For the past ten years, a US-based logistics recruitment company called Prologistix has been annually putting out a warehouse employee opinion survey which compiles answers from a wide range of employees from different companies and skill categories across the country. The 2017 survey was conducted between February 6 and March 25, 2017 and had 9152 participants, all of which had at least six months of experience under their belts. All major markets across the United States were included.

By conducting this survey, Prologistix’s goal is to get better insight into what the workforce wants, and ultimately use the findings to help their recruitment process and suggest positive strategies to their clients regarding wages, benefits, and so on. Fortunately, they’ve made the survey public and is available to all logistic, material handling, and warehousing companies wishing to improve employee relations.

Since 2007, the survey has evolved into an all-encompassing questionnaire which includes, but also digs deeper than, basic questions such as “What do you need, like, or dislike most?”. Prologistix wanted to delve into issues that are not easy to talk about, perhaps they don’t come to mind immediately or maybe they are controversial. At the end of the day, they wanted to know what issues, big and small, amalgamate to a happy employee.

A Job’s Most Important Factors

The main takeaway from this survey, as it is every year, is the most important factor which job seekers look for when hunting for a job. Pay has been at the top of this list every single year, with job security locking down second. The remaining factors have changed spots depending on the economy and industry trends. Here are the main findings and rankings for 2017.

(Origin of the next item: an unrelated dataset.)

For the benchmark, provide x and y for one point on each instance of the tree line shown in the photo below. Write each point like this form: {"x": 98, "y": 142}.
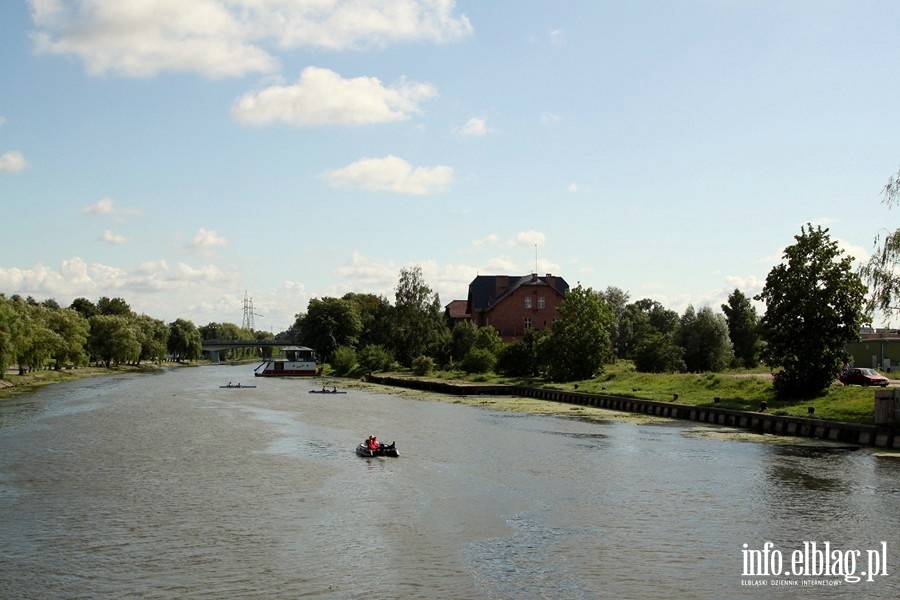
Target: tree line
{"x": 815, "y": 305}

  1. Pay: At par with most industries, remuneration stays at the top of the rankings.
  2. 2. Job Security: In an unpredictable economy, job security holds on to second.
  3. Work Enjoyment: People are still willing to sacrifice advancement and benefits for day-to-day happiness.
  4. Advancement Opportunities: Employees are constantly looking for advancement in order to fulfill the top three.
  5. Benefits: Benefits give workers peace of mind for the health and well-being of their families.
  6. Shift length and time: There is a preference for traditional work shifts of eight hours compared to the longer ten and 12 hour days.
  7. Supervisor likeability: A bad relationship with a supervisor can eventually lead to a quality employee leaving the company.
  8. Paid Time Off: An overwhelming number of participants prefer to get paid time off than a pay increase, most likely to keep a healthy work and life balance.
  9. Recognition for their work: Recognition is good for lifting spirits but can also benefit reputation and opportunities for advancement.

Evidently, these findings are in line with general sensibilities about work across all industries in the United States, but tracking these trends statistically will allow employees to have a voice and use unions or other discussion environments to express their needs. Giving employees what they want within the limits of the company improves productivity, quality, and safety.